Mariéta, c’est la sœur de papa.  Avec son mari Julien Montesquieu, ils habitent Agen, à une quarantaine de kilomètres de L’Arcange. Ils y possèdent une entreprise de vente de machines agricoles.  Ils ont trois enfants, mes cousins : les jumeaux Fabien et François, et ma cousine Edmonde. Elle est très gentille Edmonde, elle a à peu près mon âge  mais elle parle beaucoup. De temps en temps, elle me parle d’une amie qui la rejoint la nuit quand elle dort. Il s’agirait d’une demoiselle toute habillée de blanc qui s’assoit sur le lit, et qui lui prend la main, sans même lui parler. Moi, je pense que c’est juste un rêve. Mais comme je ne veux pas la contrarier, je fais semblant de la croire.  Souvent le mercredi soir, ma tante Mariéta accompagne les jumeaux  à L’Arcange. D’après ce que j’ai pu comprendre, ça lui fait quelques vacances. Puis, elle repart pour revenir les reprendre le jeudi à la nuit. Le samedi en fin d’après-midi, c’est toute la famille Montesquieu qui débarque à la ferme jusqu’au dimanche soir.
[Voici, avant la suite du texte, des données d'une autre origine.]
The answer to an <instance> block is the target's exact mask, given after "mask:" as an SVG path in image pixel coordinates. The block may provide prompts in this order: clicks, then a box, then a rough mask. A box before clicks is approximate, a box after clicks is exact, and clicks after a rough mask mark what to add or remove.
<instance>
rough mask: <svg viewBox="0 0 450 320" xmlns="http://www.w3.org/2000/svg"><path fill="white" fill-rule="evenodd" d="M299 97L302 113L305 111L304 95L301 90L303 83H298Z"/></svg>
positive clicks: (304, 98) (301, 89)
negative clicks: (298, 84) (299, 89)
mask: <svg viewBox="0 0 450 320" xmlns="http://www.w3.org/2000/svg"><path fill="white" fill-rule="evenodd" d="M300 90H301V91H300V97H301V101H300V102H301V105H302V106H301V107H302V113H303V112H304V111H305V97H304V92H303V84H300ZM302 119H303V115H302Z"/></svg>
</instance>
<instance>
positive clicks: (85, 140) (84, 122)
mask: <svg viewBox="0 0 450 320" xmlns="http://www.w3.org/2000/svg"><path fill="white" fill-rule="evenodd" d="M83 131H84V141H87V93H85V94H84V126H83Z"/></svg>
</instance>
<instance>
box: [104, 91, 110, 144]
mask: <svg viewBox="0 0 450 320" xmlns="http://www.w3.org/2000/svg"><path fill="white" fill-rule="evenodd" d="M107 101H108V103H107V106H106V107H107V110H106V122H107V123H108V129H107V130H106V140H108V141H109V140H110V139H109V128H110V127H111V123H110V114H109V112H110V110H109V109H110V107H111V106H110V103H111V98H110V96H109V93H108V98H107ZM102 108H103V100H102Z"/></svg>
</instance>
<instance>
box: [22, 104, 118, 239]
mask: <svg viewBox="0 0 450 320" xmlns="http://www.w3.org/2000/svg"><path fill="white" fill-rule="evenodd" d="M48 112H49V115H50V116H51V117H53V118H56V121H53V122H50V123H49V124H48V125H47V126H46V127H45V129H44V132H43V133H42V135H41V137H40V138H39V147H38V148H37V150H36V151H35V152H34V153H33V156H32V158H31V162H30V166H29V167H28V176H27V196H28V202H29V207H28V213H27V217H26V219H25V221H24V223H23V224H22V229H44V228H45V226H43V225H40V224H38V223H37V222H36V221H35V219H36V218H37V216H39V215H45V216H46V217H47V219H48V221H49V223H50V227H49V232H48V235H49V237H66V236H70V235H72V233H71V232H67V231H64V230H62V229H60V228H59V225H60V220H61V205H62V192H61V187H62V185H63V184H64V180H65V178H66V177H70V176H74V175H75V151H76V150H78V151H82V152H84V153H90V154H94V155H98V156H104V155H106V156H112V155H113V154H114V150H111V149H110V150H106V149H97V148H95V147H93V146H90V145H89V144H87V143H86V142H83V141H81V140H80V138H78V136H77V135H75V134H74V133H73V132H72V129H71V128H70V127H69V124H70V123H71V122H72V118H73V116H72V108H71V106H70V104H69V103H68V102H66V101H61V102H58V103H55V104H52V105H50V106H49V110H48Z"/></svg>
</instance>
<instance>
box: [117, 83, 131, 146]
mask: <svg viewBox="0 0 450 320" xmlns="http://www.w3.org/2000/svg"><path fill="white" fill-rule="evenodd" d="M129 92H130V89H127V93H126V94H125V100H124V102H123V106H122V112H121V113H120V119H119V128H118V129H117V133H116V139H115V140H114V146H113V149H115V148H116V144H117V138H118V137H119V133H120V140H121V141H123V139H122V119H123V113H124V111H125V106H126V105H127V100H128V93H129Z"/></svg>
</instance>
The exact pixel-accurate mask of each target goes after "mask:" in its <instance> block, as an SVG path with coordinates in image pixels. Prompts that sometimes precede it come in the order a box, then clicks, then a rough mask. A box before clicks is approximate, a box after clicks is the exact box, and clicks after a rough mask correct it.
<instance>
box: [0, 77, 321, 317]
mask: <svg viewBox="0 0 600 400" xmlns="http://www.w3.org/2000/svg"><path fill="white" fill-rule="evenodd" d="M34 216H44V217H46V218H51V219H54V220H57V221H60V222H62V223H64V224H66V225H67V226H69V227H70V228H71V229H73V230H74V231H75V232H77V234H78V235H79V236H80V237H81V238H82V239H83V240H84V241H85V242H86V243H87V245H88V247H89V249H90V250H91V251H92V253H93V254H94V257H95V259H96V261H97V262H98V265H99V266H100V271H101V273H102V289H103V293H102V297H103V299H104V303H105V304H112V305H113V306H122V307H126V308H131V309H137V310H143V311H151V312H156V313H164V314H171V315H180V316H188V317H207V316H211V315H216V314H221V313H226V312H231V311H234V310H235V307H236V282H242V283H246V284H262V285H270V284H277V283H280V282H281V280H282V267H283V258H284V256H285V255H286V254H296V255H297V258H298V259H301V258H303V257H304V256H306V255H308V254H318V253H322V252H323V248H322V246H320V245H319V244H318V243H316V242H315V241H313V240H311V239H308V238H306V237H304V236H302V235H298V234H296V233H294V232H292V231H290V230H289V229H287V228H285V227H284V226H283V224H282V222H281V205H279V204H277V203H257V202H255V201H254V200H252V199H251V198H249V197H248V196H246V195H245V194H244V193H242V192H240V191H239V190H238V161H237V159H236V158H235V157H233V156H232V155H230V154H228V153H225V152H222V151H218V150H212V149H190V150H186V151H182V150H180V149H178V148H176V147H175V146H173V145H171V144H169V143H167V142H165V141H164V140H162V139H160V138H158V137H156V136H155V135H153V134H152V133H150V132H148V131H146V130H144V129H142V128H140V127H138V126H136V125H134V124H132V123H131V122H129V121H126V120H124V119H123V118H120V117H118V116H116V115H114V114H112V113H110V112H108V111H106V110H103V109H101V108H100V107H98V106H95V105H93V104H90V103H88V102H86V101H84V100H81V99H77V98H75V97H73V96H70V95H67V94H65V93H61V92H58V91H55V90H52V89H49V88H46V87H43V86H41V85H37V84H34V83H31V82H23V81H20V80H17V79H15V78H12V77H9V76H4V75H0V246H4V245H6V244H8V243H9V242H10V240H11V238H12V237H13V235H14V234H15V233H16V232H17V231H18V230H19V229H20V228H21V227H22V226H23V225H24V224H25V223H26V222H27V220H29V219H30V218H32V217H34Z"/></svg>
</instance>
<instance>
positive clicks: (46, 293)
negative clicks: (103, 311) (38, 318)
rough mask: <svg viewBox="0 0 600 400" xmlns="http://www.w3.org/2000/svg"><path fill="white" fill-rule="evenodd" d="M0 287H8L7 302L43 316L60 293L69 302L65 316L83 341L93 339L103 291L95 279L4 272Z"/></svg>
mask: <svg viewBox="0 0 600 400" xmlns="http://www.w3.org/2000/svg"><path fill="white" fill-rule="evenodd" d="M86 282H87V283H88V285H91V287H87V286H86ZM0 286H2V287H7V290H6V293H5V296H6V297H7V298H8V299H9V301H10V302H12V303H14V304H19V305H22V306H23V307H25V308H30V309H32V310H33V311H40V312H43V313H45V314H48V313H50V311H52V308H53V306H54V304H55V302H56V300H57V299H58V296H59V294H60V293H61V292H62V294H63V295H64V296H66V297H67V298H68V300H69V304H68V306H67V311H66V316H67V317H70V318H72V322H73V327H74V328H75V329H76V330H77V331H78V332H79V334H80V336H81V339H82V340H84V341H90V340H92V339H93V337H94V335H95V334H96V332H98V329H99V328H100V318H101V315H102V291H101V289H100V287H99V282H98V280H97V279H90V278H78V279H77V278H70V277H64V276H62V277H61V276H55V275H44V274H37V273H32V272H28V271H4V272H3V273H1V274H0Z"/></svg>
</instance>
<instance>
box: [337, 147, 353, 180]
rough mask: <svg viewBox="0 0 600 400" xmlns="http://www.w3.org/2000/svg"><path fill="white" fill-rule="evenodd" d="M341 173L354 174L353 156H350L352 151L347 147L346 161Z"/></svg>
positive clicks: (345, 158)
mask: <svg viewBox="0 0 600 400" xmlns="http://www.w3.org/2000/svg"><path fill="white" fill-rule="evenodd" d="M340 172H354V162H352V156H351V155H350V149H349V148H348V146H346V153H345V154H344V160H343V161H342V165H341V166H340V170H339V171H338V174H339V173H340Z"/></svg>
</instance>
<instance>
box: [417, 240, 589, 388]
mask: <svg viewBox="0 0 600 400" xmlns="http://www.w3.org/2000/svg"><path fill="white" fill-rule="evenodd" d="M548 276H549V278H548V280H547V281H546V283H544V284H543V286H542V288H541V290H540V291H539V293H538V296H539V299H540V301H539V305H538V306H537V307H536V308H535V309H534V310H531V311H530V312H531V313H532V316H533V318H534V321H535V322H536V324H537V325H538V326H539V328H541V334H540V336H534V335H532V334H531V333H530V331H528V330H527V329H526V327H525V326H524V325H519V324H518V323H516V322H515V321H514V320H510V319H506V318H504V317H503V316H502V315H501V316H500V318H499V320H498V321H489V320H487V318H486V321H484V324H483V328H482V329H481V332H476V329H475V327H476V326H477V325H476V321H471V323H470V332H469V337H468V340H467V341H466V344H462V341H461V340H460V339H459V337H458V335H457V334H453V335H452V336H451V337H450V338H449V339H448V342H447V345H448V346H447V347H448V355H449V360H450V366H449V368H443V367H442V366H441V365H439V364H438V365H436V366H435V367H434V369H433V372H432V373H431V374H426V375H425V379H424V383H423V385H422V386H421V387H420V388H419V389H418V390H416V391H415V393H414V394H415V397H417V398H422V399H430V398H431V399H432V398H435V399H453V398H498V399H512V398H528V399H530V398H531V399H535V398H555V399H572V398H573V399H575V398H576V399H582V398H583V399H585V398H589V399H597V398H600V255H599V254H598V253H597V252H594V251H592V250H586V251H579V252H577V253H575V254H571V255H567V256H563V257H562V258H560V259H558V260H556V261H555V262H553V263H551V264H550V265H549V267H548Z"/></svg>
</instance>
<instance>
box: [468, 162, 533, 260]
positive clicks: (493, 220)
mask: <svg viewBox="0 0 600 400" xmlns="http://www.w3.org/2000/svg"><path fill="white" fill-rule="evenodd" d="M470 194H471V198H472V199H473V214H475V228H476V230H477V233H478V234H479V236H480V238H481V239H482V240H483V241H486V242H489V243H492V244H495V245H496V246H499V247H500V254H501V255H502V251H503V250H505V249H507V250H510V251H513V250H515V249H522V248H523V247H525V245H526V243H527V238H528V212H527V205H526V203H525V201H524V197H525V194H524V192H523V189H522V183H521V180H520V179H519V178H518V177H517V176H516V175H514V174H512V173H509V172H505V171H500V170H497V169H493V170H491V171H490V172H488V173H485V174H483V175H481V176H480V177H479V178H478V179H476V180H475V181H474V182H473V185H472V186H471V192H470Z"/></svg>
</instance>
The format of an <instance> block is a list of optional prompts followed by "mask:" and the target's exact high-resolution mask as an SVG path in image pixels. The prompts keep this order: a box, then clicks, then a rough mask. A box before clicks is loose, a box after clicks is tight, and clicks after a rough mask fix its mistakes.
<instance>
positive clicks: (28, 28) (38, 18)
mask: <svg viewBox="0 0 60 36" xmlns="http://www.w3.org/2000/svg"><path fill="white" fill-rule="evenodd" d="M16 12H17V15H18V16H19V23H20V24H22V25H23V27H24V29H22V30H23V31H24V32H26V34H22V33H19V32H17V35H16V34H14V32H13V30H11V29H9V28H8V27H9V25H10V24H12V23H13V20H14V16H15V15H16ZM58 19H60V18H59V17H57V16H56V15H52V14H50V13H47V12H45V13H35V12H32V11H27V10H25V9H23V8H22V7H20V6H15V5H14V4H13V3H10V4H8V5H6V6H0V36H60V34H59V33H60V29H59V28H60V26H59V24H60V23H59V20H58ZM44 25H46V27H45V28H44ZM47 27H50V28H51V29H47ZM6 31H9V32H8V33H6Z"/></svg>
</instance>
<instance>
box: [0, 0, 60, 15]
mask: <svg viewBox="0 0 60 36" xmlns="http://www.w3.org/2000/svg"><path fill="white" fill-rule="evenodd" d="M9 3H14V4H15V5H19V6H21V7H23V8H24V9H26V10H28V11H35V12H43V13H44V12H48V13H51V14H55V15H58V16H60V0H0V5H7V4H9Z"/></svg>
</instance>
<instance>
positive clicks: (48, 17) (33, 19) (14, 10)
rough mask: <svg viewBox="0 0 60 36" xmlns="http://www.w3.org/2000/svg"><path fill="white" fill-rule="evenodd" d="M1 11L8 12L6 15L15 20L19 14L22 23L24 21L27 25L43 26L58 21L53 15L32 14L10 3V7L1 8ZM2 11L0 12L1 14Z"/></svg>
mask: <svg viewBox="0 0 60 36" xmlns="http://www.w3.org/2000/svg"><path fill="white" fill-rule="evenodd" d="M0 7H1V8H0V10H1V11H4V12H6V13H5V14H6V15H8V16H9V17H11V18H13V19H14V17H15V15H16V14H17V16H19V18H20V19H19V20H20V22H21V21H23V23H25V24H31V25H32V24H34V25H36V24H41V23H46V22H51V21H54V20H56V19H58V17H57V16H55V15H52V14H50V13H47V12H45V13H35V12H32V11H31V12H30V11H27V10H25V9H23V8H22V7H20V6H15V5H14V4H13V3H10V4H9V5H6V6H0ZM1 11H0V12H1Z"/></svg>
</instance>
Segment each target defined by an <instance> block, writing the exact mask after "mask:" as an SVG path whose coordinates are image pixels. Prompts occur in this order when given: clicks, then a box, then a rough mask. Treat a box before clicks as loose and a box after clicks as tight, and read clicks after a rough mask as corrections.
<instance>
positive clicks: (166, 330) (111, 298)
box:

À peine arrivée, Martial, le fils de Madame Éliette et du Général, le propriétaire du château Tourne-Pique, rapplique. Mes cousins et Martial  sont plus âgés que moi mais je me suis assez bien intégré à l’équipe. Grand-père leur a bien expliqué que, si j’étais à L’Arcange, c’est que des crapules pourraient s’en prendre à moi. Ils ont reçu la recommandation  de ne jamais me quitter des yeux. Si nous voyons une voiture suspecte qui roule au ralenti, ou même des inconnus, nous devons immédiatement nous éloigner et les avertir. Des fois, il y a aussi Rosalie, la fille des Delaminque de la ferme voisine du Tachou, qui vient avec nous. Mais pas toujours, parce qu’elle se dispute souvent avec les jumeaux et elle s’en va. Puis quelques jours plus tard,  elle rapplique.  Pendant les grandes vacances, grand-père m’a accompagné voir maman et Réglisse à la ferme Etchebéry. Nous y sommes restés deux journées.  Ça m’a fait mal au cœur de repartir. J’ai même pleuré un peu et maman aussi. La bergerie n’a  pas encore été reconstruite, ni même la fromagerie. Alors la nuit, les brebis sont chez un voisin, la ferme Ezkerra.  Pour Noël, c’est maman qui nous a rendu visite avec la camionnette.

 

Grand-père se languit de ne pas voir son fils Sylvio, mon papa.  De temps  en temps, alors qu’il se croit seul,  il prend sa photo sur le buffet. Et sans bouger pendant plusieurs minutes, il  la contemple.  Je fais alors semblant d’arriver et il la repose. Puis il me prend dans ses bras,  il me soulève et je vois la tristesse dans ses yeux. 

 

  Grand-père, je sais que papa pense souvent à nous.

 

  J’en suis certain Baptiste, j’en suis certain. De toute façon, quand j’ai envie de le voir,  je regarde au fond de tes yeux et il est là.

 

  Moi aussi grand-père, je regarde au fond de tes yeux et je vois aussi mon papa.

 

Demain samedi douze janvier, on va tuer le cochon, ou plutôt les cochons. Trois le même jour : un pour nous les Montazini, un autre pour les Montesquieu et le troisième, pour les Clément-Autun du château Tourne-Pique. C’est une véritable fête qui se prépare. Tout se passera à L’Arcange.